Hitting the psychological wall.
The next bit was weird, mentally weird. On a long, straight bit my new found running buddies headed out of sight in front of me and a look over the shoulder revealed I couldn’t see anyone behind either. Given the great turnout and what I thought was my decent pace this was strange and I found out that although my legs were up to the task my brain wasn’t quite as on-point. When your only friends are the mile markers and you don’t think you’re running THAT quickly it gets pretty depressing, or boring, whatever, it wasn’t fun. I plodded along in my own hungover misery until about 5 k to go then had a wee word with myself… This is just a park run now, less than half an hour to go.
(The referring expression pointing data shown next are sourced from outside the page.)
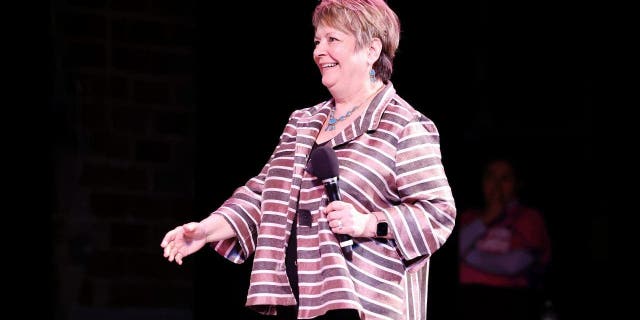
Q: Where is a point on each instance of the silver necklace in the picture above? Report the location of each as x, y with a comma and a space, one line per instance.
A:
333, 120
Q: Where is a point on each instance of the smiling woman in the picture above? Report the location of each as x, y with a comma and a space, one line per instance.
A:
395, 201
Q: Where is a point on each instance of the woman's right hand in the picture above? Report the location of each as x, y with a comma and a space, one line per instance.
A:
183, 241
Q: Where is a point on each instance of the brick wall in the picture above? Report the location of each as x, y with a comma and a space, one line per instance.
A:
124, 155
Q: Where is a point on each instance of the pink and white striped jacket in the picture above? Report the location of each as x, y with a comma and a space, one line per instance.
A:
390, 162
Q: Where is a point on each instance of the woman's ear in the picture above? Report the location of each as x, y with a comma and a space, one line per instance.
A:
374, 50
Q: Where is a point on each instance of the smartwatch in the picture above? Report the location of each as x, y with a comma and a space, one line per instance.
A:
382, 229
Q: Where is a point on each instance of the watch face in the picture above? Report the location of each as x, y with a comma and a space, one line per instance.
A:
382, 229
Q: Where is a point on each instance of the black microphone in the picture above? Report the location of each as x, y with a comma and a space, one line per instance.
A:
324, 165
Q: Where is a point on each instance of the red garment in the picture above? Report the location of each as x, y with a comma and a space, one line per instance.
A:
520, 228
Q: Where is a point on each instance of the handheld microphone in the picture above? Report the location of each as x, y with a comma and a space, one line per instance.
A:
324, 163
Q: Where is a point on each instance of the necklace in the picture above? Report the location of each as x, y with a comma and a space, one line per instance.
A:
333, 120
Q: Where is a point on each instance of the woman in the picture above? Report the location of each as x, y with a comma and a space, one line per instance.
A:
396, 202
504, 250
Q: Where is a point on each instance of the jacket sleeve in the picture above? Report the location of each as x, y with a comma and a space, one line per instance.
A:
243, 208
425, 218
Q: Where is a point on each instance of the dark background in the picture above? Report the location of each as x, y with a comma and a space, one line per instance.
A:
520, 78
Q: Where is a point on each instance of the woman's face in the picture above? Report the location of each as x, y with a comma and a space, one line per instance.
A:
499, 183
340, 63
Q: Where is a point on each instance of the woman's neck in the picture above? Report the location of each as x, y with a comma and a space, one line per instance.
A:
357, 98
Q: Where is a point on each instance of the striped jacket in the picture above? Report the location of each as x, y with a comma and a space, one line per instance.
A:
390, 162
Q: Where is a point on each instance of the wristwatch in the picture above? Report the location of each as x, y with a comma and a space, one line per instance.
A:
382, 227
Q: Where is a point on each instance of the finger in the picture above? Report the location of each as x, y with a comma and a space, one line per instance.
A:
167, 249
168, 238
172, 254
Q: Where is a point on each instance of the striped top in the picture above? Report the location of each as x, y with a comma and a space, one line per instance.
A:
390, 162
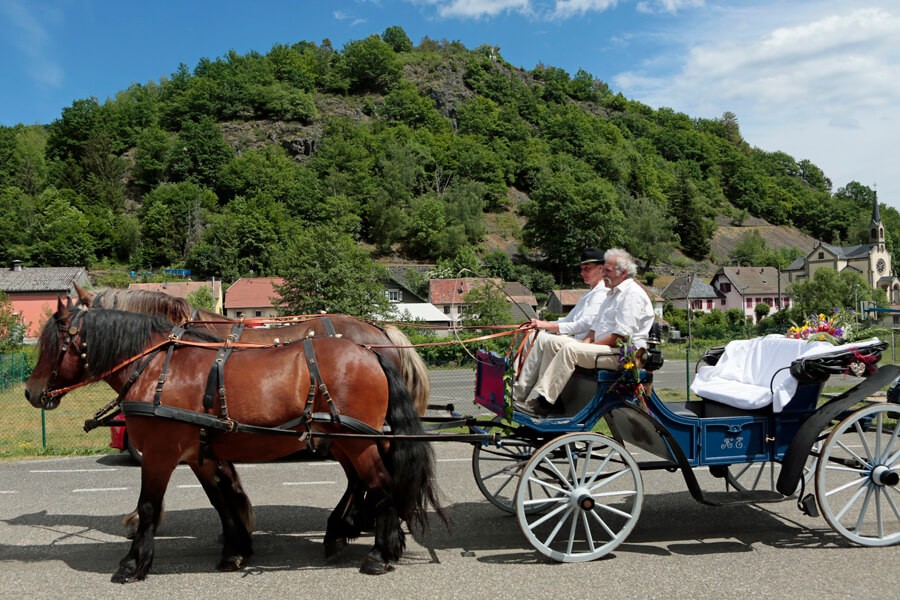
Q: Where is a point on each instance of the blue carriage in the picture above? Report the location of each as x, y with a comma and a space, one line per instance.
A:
574, 480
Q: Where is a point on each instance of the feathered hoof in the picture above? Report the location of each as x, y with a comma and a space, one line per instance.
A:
334, 547
372, 566
230, 563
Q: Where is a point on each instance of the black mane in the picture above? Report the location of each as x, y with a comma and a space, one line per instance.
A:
113, 335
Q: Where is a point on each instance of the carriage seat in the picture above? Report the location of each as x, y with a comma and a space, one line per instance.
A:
753, 374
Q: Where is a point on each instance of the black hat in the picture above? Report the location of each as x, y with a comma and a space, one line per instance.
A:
591, 255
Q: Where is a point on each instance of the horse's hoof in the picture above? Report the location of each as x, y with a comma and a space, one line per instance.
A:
124, 576
230, 563
334, 547
375, 567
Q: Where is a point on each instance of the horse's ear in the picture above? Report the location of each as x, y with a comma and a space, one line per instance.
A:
84, 297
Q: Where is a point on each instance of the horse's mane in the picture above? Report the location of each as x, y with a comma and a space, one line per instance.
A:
113, 335
176, 310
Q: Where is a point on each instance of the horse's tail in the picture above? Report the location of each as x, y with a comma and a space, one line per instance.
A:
411, 462
412, 367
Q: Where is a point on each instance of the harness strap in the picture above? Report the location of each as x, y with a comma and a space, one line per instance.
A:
176, 334
215, 381
212, 422
317, 383
329, 327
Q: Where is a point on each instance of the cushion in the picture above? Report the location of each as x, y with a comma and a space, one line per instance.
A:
753, 374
GET A GRIP.
Salvation came off in the distance as I saw a girl that had overtaken me a while back. Running is so much easier when you have something to focus on, and I focused on catching her. About 2K from Salen I managed that and set about making it to the finish. The last few hundred meters to the finish line is uphill, and as I got to the bottom of this I caught something out of the corner of my eye as the girl I’d overtaken moved to get her own back.
Nooooooo. Not another fast finish.
I should have let her go, I should have just enjoyed the last part of the race but.. well.. I’m stubborn and so I accelerated up the hill and across the line as best I could. Yay, 3 seconds in front, go me.
Keeping the paramedics on their toes.
I collected my medal and had some water then collapsed in a heap on the grass to catch my breath. Must have looked splendid, because one of the race medical staff came across to ask if I was OK.
Yeah, more or less. I didn’t dare look at my watch to see what my time was. Before the race I was hoping for under 2:15 with some crazy idea of being under 2 hours. I knew the middle bit of the race had killed any thoughts of the latter. Still hopeful I’d made the former though. Had I managed it in 2:07:00 meaning 6min/Km.
You’re on the edge of your seat reading this, aren’t you!!
Well, Yes. I did. Exactly 6min/Km. I’d done 57 something for the first 10K, then 1:03 something for the next. I was happy enough with that. Bex arrived shortly afterwards having beaten her target too. A good GinRunners day all round. Keen to get rid of us as quickly as possible the awesome organisers put on extra busses too. As a result we made it to Craignure in time for the earlier ferry back to Oban. Of course the post race festivities continued on the island.
Bloody hell were we glad to see Mabel though. A major nap in the Corran Halls carpark was required before heading to Wetherspoons for a celebratory slab of steak.
While we were on Mull we were told about the Hebridean Tri-Island challenge, which is basically a Half or 10K on Mull, Coll and Tiree. That’ll be three dates for next year’s calendar then.